Price dispersion in e-tail has long given the lie to notions of a frictionless market. Zhiping Walter, Alok Gupta, and Bo-chiuan Su explain empirically some of the principal sources of this price variance. They use two fundamental theories to develop and test a model that explains how the pricing power of e-tailers is achieved for the appropriate product categories and with the salient service features. As a more sophisticated understanding of Web pricing develops, the advantages enjoyed by multi-channel retailers become more apparent. The work reported in this paper gives retailing firms more precise levers to control their spending on the Web, complements the preceding paper, and opens avenues for further progress in consumer-oriented e-commerce research.

Shopping engines are one of the myriad cybermediaries that have emerged on the Web, giving the lie to the disintermediation notions of old (i.e., of ten years ago). There are different ways to engage the consumer with the minimum effort yet in pursuit of search accuracy when accessing e-tail offerings via such an engine. Arnold Kamis describes an experiment to determine the best way to design such an engine with these objectives in mind. Starting with four different engine designs, he recommends the search approach that indeed serves best.

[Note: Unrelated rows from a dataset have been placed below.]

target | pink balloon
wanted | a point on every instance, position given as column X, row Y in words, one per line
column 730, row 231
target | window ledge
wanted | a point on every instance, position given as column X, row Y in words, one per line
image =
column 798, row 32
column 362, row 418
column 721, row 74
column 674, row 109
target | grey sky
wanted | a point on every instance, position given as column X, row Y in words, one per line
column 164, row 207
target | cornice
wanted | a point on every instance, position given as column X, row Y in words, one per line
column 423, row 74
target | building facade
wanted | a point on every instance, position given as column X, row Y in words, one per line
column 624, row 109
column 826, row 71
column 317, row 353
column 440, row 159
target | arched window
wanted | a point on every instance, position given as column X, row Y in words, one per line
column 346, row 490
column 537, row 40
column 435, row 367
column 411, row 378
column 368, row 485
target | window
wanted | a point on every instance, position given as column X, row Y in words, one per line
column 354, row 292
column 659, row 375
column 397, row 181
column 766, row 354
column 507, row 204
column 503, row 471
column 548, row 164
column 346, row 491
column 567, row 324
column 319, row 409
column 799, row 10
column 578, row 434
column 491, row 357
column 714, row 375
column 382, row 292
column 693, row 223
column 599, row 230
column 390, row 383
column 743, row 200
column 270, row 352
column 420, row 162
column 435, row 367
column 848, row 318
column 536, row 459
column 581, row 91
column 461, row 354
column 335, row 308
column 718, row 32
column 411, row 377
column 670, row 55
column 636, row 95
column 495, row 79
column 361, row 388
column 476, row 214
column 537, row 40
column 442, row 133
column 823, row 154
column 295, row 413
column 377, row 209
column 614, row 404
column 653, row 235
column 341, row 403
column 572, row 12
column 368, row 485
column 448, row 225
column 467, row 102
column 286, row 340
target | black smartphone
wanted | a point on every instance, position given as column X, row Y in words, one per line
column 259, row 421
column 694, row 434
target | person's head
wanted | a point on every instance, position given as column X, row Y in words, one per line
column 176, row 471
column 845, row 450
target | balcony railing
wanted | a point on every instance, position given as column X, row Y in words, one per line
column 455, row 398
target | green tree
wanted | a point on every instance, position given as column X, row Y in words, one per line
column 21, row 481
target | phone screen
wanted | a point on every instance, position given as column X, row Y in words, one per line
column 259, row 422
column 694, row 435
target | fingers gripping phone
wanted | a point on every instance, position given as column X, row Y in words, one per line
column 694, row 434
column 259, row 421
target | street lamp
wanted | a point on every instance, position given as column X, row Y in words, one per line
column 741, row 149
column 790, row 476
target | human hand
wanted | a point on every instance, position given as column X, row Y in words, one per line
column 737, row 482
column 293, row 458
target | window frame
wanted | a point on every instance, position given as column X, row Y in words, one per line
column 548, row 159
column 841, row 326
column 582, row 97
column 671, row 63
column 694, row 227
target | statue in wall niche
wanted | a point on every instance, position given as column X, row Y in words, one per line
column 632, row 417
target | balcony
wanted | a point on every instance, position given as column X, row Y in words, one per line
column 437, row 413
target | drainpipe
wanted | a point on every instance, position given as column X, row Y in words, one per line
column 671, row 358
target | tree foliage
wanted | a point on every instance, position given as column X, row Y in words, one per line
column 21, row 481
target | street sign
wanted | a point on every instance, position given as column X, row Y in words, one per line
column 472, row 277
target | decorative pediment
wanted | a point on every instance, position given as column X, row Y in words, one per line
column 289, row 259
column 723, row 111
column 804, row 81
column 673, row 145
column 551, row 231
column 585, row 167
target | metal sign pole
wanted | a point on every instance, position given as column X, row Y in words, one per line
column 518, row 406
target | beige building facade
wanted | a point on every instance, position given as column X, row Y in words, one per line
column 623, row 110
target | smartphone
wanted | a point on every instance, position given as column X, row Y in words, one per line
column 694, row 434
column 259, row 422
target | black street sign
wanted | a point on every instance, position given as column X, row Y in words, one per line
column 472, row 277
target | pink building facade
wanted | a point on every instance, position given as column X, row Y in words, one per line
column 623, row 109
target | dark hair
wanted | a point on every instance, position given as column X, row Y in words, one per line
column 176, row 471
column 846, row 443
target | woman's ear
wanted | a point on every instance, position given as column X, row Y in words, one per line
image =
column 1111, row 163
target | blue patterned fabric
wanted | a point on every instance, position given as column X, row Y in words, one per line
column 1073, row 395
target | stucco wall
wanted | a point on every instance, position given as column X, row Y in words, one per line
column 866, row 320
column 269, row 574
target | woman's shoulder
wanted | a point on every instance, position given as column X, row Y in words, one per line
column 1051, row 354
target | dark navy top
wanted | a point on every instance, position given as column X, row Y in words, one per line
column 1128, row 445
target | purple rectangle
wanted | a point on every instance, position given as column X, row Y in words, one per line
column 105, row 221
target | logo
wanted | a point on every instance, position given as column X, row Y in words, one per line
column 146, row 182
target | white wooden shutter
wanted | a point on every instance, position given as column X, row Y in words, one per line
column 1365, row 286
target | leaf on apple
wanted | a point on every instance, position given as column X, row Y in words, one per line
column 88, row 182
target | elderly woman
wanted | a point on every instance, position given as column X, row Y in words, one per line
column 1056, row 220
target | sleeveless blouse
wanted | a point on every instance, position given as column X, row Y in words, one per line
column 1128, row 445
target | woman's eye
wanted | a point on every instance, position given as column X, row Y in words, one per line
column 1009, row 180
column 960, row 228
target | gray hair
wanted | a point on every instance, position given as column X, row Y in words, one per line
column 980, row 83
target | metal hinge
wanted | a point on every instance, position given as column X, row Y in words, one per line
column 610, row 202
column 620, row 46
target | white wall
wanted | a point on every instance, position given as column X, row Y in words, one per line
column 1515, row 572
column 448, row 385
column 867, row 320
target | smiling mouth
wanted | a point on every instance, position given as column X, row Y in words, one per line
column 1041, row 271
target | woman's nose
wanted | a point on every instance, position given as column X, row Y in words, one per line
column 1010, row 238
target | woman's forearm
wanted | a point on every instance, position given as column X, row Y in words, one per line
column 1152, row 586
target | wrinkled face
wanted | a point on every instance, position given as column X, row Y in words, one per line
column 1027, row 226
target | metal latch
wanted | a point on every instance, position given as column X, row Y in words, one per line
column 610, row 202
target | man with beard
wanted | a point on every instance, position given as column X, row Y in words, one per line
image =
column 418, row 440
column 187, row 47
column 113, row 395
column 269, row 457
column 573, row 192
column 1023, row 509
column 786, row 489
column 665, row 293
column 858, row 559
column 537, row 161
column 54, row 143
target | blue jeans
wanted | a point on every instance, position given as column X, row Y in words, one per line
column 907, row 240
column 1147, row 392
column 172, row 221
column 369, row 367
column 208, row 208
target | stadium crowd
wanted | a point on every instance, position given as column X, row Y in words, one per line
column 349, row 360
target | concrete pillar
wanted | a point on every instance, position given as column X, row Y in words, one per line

Software agents can go beyond shopping engines both in their objective of persuading (rather than aiming at unbiased selection) and in the breadth of the spectrum of design options. Shiu-li Huang, Fu-ren Lin, and Yufei Yuan use a laboratory experiment to determine successful persuasion and bargaining strategies in the dealings of agents with customers. Their research finds a need for agent design to adapt to the characteristics of the customer during a session and show the cognitively motivated persuasion techniques that best communicate value to potential customers. This paper and the three preceding ones, taken together, offer a more textured understanding of e-tailing options.

In the concluding paper of the issue, Nitin Aggarwal, Qizhi Dai, and Eric Walden deploy an event-study methodology to investigate the impact of adopting open versus proprietary standards on the market value of adopting companies. The study is performed in the context of XML technology. Open standards benefit the industry where adoption occurs, but do they benefit individual firms? The results of this investigation-to the detriment of the greater good and societal welfare-show that financial markets value proprietary standards, even if the term may sound like an oxymoron.

The Editorial Board of IJEC is evolving. I would like to thank the outgoing members, Martin Goslar, Tomás Isakowitz, and Katherine Lemon, for their contributions. We have all benefited from them. It is my pleasure and privilege to welcome the incoming members of the Editorial Board. They are Kumar Bhaskaran of IBM Research, Thorsten Hennig-Thurau of Bauhaus-University of Weimar (Germany), Ming-Hui Huang of the National Taiwan University, Praveen K. Kopalle of Dartmouth College, and Peter C. Verhoef of the University of Groningen (The Netherlands). Their service on our Editorial Board will be of great value.